多少ワケワカの自動翻訳だが、大意は通じる。

スターシップの開発は難航している。

それは、誰が見ても明らかだ。

1年や2年の遅延ではない。

5年、10年のレベルだろう。

ひょっとしたら、開発が途中で頓挫し、このロケットが飛ぶ姿を見ることは決してないかも知れない。

そうしたら、HLSは完成せず、SLSが21世紀の宇宙を席巻し、全世界は中国の月面着陸を指を咥えて眺めることになる。

まあ、どうでもいいんですが。

それどころか、そのSLSまでも吹っ飛んじまうかもしれないしな。

一寸先は闇の宇宙開発。

確認しておこう。

スターシップの年内打ち上げは、インポッシブルだ。

来年も怪しい。

しかし、開発が継続している限り、可能性は常にある。

5年先か、10年先かは分からないけど。

それにしても、漱石は逆立ちできたのかな・・・。

<以下追加>ーーーーーーーーーー

(SpaceX Starshipブースターが5回目の発射台に向かいます)
https://www.teslarati.com/spacex-starship-booster-launch-pad-fifth-time/

「すべてが計画通りに進んだ場合、Ship 24 と Booster 7 は最終的に SpaceX が投げることができるすべての資格試験を完了し、2022 年末までにStarship の最初の軌道打ち上げの試みをサポートする準備が整います。」

やれやれ・・・。

どうも、懲りない面々が多くて困るな。

「エンジンセクションを消火窒素ガスで絶えずあふれさせるシステム、またはすべてのラプターエンジンに接続してメタンガスを除去する前にベントシステムの形をとる可能性があります。」

この辺りは、メタンの扱いに関する地上システムの話だが、試行錯誤の真っ最中な感じだ。

SLSでも見たように、ロケットの打ち上げは、地上システムに依存している。

潜水艦発射のICBMじゃないんだから、燃料供給から打ち上げに至る過程で、地上システムからの支援がなければ上がらない。

どうも、スターシップはその辺りに根深い問題を抱えているようだ。

単発とか、せいぜい2発のエンジンの噴射を繰り返し、地上設備の作動を確認しているようにも見える。

そんな状態で、どこをどう押せば、「2022 年末までにStarship の最初の軌道打ち上げの試みをサポートする準備が整います」などというセリフが出て来るのか。

まあ、慎重な言い回しではある。

打上げられるとは言ってない。

再度確認しておこう。

年内のスターシップの軌道打ち上げはない。

浮沈子は、ブルーオリジンのBE-4エンジンについても懸念を抱いている(そういえば、この夏に飛行バージョンが納品になるって言ってなかったっけえ?)。

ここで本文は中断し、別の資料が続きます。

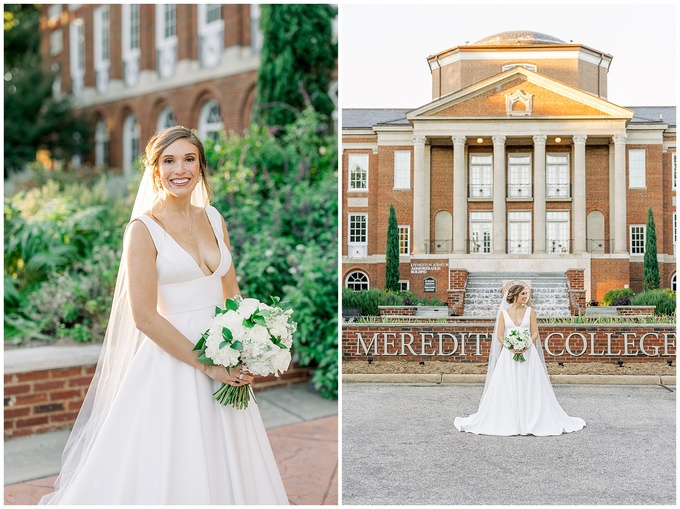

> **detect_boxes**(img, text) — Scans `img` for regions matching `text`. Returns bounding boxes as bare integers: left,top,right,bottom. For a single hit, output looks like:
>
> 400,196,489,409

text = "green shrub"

メタン燃料の扱いに、何か問題を抱えているのではないか。

それを、BE-4側で解決するのか、ULA側(地上施設側)で解決するのかで、調整が難航しているのかも。

S社は全部自前だから、言い訳はできない。

その代わり、最適な解決策を取ることが可能だ。

「打ち上げの試みをサポートする準備」が何であるかは不明だが、少なくとも、33基のラプター2が火を噴くことがなければ打ち上げはない。

まだ、たった1基(スーパーヘビーブースター側)だ。

「Starship が最初の軌道打ち上げを安全に試みる前に、一連のテストを完了する必要があります。」

違いない。

先は長いな・・・。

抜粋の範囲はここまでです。